A rebuttal to - or at least an amplification of - the research and
popular writing that shows young teenage girls as tuned-out and
turned-off shadows of their lively, challenging preadolescent
selves. Brown (Education and Human Development/Colby Coll.) was
co-author with Carol Gilligan of the much-discussed Meeting at the
Crossroads (1992), the study of girls' development at an Ohio
school that seemed to reinforce reports that girls on the cusp of
puberty experience plummeting self-esteem. Brown objects that
reports of this research (which made girls appear passive and
victimized) were misleading. She set up another study of white
junior high school girls, differentiated by class (working vs.
middle), in two communities in Maine. Each group of girls met
weekly to discuss gender-related issues and whatever else might
come up. Both groups were angry and frustrated about what they felt
was discrimination in the classroom and pressure for them to
conform to a female ideal. The working-class girls were more likely
to express their anger directly, to feel outrage appropriately, and
to resist more strongly fitting into the good-girl mold. Yet they
saw their futures as "dim" and uncertain and themselves as
"stupid," because they or their families had been unable to move up
the economic ladder. The middle-class girls were more likely to
lead double lives: quiet and conforming in public (e.g., school),
argumentative and defiant at home or among close friends. Their
economic futures were rosier, however, with college and career
virtual givens. Brown explores both groups' awareness of (and
struggles against) cultural expectations of what women should be.
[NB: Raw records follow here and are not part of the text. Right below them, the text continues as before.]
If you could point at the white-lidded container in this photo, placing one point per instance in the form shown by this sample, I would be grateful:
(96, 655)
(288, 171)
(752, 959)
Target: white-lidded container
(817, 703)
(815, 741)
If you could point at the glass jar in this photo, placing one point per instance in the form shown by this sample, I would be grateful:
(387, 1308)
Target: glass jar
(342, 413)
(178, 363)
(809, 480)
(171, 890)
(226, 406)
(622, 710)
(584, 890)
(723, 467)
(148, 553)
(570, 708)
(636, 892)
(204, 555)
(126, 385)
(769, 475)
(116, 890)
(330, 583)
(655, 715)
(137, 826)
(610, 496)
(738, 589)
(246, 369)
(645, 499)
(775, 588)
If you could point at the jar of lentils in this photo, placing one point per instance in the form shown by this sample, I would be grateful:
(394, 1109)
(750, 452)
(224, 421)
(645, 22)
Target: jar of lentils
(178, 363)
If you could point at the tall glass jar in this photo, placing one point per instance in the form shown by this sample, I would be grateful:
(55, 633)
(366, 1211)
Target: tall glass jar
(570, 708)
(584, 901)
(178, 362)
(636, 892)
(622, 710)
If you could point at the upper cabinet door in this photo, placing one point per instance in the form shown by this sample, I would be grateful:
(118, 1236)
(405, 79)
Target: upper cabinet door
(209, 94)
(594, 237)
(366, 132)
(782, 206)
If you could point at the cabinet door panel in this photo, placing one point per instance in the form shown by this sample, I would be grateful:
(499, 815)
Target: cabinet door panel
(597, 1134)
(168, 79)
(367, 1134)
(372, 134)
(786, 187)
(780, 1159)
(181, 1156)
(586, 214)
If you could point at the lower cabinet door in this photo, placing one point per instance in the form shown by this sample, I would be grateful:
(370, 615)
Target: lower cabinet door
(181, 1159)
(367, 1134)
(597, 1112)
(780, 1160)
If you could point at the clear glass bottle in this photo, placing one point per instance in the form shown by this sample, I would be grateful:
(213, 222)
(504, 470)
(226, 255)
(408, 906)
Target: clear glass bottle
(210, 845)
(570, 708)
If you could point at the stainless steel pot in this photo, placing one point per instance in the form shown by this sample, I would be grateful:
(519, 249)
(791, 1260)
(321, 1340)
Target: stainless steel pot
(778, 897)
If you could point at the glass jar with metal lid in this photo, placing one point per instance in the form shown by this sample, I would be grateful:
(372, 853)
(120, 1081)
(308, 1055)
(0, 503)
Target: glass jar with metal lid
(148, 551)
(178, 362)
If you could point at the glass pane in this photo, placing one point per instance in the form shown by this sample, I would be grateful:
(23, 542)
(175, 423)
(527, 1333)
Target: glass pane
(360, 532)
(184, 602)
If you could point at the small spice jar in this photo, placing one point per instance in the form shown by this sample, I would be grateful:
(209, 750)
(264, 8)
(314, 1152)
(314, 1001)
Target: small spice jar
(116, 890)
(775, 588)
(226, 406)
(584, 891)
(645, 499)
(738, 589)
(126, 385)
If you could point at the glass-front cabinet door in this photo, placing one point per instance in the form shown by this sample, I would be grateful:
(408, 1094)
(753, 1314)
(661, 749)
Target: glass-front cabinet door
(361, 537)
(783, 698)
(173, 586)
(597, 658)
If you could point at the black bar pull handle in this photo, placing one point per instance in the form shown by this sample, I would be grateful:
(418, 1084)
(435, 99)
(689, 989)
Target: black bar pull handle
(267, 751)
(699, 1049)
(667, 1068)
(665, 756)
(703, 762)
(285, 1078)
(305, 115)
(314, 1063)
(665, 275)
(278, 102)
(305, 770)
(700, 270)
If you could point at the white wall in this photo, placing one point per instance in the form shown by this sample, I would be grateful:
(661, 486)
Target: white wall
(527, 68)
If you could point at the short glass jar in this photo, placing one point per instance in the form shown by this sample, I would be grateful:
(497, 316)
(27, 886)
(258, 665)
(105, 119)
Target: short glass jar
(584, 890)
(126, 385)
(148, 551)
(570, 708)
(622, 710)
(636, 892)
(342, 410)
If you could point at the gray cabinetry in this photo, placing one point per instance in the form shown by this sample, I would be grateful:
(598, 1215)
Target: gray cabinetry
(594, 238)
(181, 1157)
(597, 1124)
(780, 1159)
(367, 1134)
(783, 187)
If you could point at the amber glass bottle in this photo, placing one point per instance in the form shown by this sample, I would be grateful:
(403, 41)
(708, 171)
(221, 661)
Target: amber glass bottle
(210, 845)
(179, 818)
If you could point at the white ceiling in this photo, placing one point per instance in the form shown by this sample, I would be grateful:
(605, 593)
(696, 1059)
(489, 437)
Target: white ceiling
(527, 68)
That they seem to be losing the war is sad; that they are fighting
at all is heartening. Appealing subjects mix confusion and protest
about equally; but in this study, the consequences of the economic
gap are more interesting than those of the gender gap. (Kirkus
Reviews)
Two fourteen-year-old girls, fed up with the "Hooters" shirts worn
by their male classmates, design their own rooster logo: "Cocks:
Nothing to crow about." Seventeen-year-old April Schuldt,
unmarried, pregnant, and cheated out of her election as homecoming
queen by squeamish school administrators, disrupts a pep rally with
a protest that engages the whole school. Where are spirited girls
like these in the popular accounts of teenage girlhood, that
supposed wasteland of depression, low self-esteem, and passive
victimhood? This book, filled with the voices of teenage girls,
corrects the misperceptions that have crept into our picture of
female adolescence. Based on the author's yearlong conversation
with white junior-high and middle-school girls--from the working
poor and the middle class--Raising Their Voices allows us to hear
how girls adopt some expectations about gender but strenuously
resist others, how they use traditionally feminine means to
maintain their independence, and how they recognize and resist
pressures to ignore their own needs and wishes. With a
psychologist's sensitivity and an anthropologist's attention to
cultural variations, Lyn Brown makes provocative observations about
individual differences in the girls' experiences and attitudes, and
shows how their voices are shaped and constrained by class--with
working-class girls more willing to be openly angry than their
middle-class peers, and yet more likely to denigrate themselves and
attribute their failures to personal weakness. A compelling and
timely corrective to conventional wisdom, this book attunes our
hearing to the true voices of teenage girls: determined, confused,
amusing, touching, feisty, and clear.